There's the original version, released in 1986 and on videotape, and the 2002 Director's Cut, available on DVD. The latter version is one of my all-time favorite movies. It compares quite favorably with Peter Jackson's "Lord of the Rings" and is a modern classic.
The theatrical release of 1986, shamefully butchered (chopped up and badly re-edited) by the mindless suits at Warner, and with its original Jerry Goldsmith score replaced by the rather trite Tangerine Dream soundtrack, is the version most people have seen. It was released on videotape as a children's movie. What it is, and was intended to be, is a fairy tale for adults. In fact, it's too intense for really young children.
It's hard to say that the '86 version deserves any more than the "6" it's rated at on its IMDb main page. It is a disappointment, primarily because it's now impossible to watch without think how much better it could be. The feeling and tone of the film were ruined by its treatment.
The Ridley Scott Director's Cut, released in 2002, is a completely different movie. If you haven't seen this version, you haven't seen the movie. It deserves a score of 9 or 10.

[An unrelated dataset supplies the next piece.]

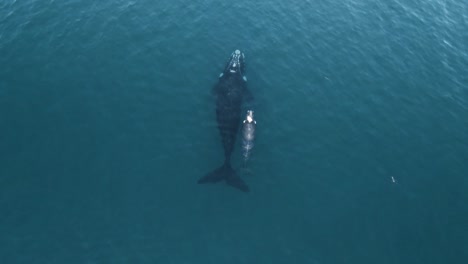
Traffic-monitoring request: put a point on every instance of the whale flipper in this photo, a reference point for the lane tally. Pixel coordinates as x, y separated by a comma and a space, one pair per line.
225, 172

It doesn't look like a movie made 20 years ago. Scenes which are vital to the tone of the film and the meaning of the story have been restored. The sumptuous original soundtrack, recorded with a full orchestra, has also been restored, and this adds more to the film than can be put into words.

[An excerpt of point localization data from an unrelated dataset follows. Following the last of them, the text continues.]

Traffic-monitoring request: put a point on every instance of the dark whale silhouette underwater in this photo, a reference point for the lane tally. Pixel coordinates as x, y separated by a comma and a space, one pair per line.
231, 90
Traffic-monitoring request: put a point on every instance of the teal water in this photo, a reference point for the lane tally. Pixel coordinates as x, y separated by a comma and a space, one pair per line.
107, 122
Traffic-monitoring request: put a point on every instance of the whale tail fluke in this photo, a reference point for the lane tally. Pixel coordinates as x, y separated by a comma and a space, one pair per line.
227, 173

About the performances: A very young Tom Cruise is excellent as the hero. Tim Curry as the Lord of Darkness is awesome; his costume and voice alone are worth the cost of renting or buying the DVD. Mia Sara is absolutely stunning as Lily. She actually plays two different versions of her character, both wonderfully. This was her first role, a risk for Scott on such a big budget film, and she turned in the performance of her career. She's never been better, or looked more beautiful, than in this movie. The elves and fairies, both good and evil, are incredibly real-looking and believable. The costumes are perfect, and the sets are breathtaking, literally. One of the largest indoor sets ever constructed - a huge fantasy forest - was built for this movie.
If you haven't seen this version, rent it. If you have kids, buy it for them; they'll watch it over and over. My daughter and her friends watch it repeatedly, she's probably seen it 50 times.